I have had good business relationships, and I’ve had bad ones. The biggest takeaway I have from this chapter is a formula that I devised:

  1. Develop relationships slowly, and end them quickly. Hire slow, fire fast.
  2. When a relationship gets “deeper” (shared ownership), get a good attorney to write up very clear agreements. Understand both ownership and control, and ensure there is an exit clause.
  3. As long as you have a vested interest in the business’ success, stay active to some degree. Trust but verify.


This section was a little more unfocused in my opinion. Maybe the authors were trying to think of a fifth area. Maybe they were trying to figure out how to associate something to another finger. In any event, there were multiple takeaways from this chapter, but I will focus on just one, which comes back to the difference between the S and B quadrants, which I feel was one of the main focuses of this entire book.
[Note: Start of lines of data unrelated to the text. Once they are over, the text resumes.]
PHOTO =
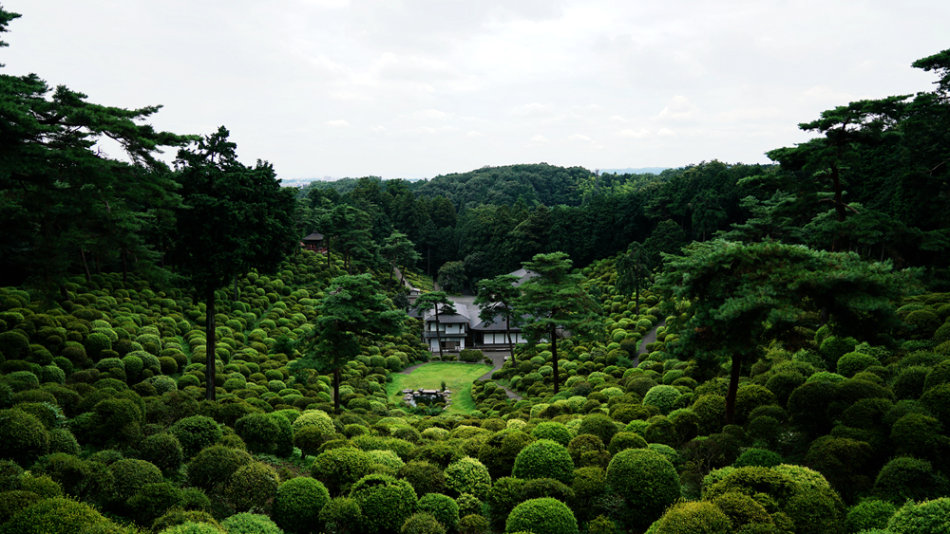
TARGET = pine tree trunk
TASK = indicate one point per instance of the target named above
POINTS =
(210, 342)
(733, 388)
(557, 378)
(511, 346)
(336, 390)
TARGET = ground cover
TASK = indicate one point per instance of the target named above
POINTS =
(458, 377)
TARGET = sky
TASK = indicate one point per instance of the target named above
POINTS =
(417, 88)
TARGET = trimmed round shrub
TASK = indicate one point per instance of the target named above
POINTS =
(868, 514)
(544, 459)
(474, 524)
(742, 509)
(758, 457)
(339, 468)
(422, 523)
(646, 481)
(693, 517)
(298, 504)
(542, 516)
(424, 477)
(928, 517)
(599, 425)
(248, 523)
(662, 397)
(384, 502)
(498, 453)
(442, 507)
(855, 362)
(905, 478)
(468, 475)
(195, 433)
(151, 501)
(60, 515)
(251, 486)
(552, 431)
(130, 475)
(214, 465)
(23, 438)
(342, 515)
(164, 451)
(266, 433)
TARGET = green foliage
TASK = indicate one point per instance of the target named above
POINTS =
(248, 523)
(251, 486)
(542, 516)
(646, 481)
(61, 515)
(468, 475)
(342, 515)
(422, 523)
(928, 517)
(385, 502)
(544, 459)
(339, 468)
(164, 451)
(215, 465)
(442, 507)
(662, 397)
(692, 517)
(23, 438)
(266, 433)
(906, 478)
(868, 514)
(195, 433)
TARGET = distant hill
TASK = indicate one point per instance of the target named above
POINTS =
(640, 170)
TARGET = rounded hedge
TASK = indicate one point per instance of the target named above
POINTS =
(23, 438)
(442, 507)
(422, 523)
(339, 468)
(298, 504)
(342, 515)
(130, 475)
(693, 517)
(928, 517)
(868, 514)
(544, 459)
(468, 475)
(646, 481)
(60, 515)
(164, 450)
(214, 465)
(542, 516)
(195, 433)
(248, 523)
(906, 478)
(552, 431)
(384, 502)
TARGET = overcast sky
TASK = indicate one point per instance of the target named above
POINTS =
(412, 88)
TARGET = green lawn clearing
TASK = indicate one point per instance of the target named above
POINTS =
(458, 377)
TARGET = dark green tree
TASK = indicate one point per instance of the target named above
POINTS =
(633, 271)
(400, 252)
(554, 302)
(439, 303)
(234, 218)
(353, 313)
(496, 297)
(65, 205)
(735, 296)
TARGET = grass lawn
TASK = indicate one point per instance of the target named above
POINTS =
(458, 377)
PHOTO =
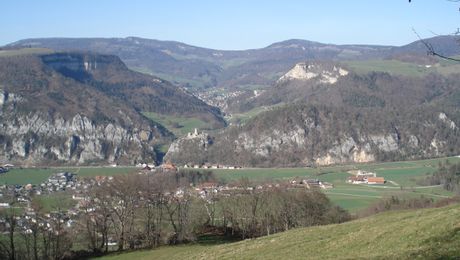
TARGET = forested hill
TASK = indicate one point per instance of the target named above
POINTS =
(83, 108)
(197, 68)
(358, 118)
(410, 234)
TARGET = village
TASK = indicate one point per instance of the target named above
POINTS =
(68, 183)
(364, 177)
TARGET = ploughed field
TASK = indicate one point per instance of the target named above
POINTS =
(401, 177)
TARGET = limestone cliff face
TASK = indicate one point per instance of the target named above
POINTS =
(308, 71)
(51, 115)
(299, 138)
(38, 138)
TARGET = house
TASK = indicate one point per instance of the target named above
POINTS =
(366, 174)
(359, 179)
(3, 170)
(375, 180)
(168, 167)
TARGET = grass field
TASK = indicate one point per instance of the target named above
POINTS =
(396, 67)
(353, 197)
(401, 179)
(178, 125)
(414, 234)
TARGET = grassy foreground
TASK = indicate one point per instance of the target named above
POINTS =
(416, 234)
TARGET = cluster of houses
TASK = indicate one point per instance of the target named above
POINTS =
(60, 182)
(5, 168)
(311, 183)
(363, 177)
(211, 166)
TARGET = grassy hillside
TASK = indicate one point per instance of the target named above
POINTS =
(423, 234)
(178, 125)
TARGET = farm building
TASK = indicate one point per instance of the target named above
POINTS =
(375, 180)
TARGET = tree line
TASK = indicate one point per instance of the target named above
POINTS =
(146, 211)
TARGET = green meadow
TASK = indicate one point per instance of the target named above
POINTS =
(178, 125)
(410, 234)
(401, 179)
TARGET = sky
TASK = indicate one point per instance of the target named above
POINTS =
(231, 24)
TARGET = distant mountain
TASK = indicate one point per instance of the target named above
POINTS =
(84, 108)
(223, 78)
(320, 116)
(200, 67)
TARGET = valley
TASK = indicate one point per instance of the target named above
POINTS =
(129, 143)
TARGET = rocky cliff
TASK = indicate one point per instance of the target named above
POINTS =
(301, 135)
(53, 112)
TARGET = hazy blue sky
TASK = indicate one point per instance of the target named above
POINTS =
(232, 24)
The subtitle of the book, after all, is Why Some Entrepreneurs Get Rich-And Why Most Don’t. See the image below. Most entrepreneurs stay in the S quadrant, because they started a business to do something they’re good at. They may make more money than they would as an E at a job, but they will also pay more taxes, and they won’t be able to leverage OPT (other people’s time) or OPM (other people’s money). On the other side of the quadrant lie the rich. Big business owners (and Investors) leverage OPT and OPM, and that’s how you get rich.

So what’s the takeaway? If you’re an E, find a way to become an S. Start your own business, learn to sell, get customers, and develop all the stuff that Midas Touch talks about. THEN, you want to move to B and I. The simplest way to do this is to think of all the things you do in your S business as systems. How can you turn your functions into systems that you can hand over to someone else? Only once you separate yourself from your business can you have the Midas Touch.

Some people will never do this, because they either can’t, or they don’t want to. If you’re too busy working for your business, you may not have time to create systems and hire people to take on work. If you’re a perfectionist, you may think “no one can do it as well as I can.” If either of those are the case, and you’re happy with how your business is going, then you should stay in the S quadrant. But my biggest takeaway from this book is that, if you want to grow your business, you must separate yourself from it.


I recommend any serious entrepreneur or wantrepreneur read this book. But I hope this book learning episode gives some good insights and helps you in some way! Interact to drive these points home and get discussion going:

  1. Which was your favorite finger of the Midas Touch?
  2. What quadrant are you in? How long have you been there?
  3. What quadrant do you WANT to be in? What do you need to do to get there?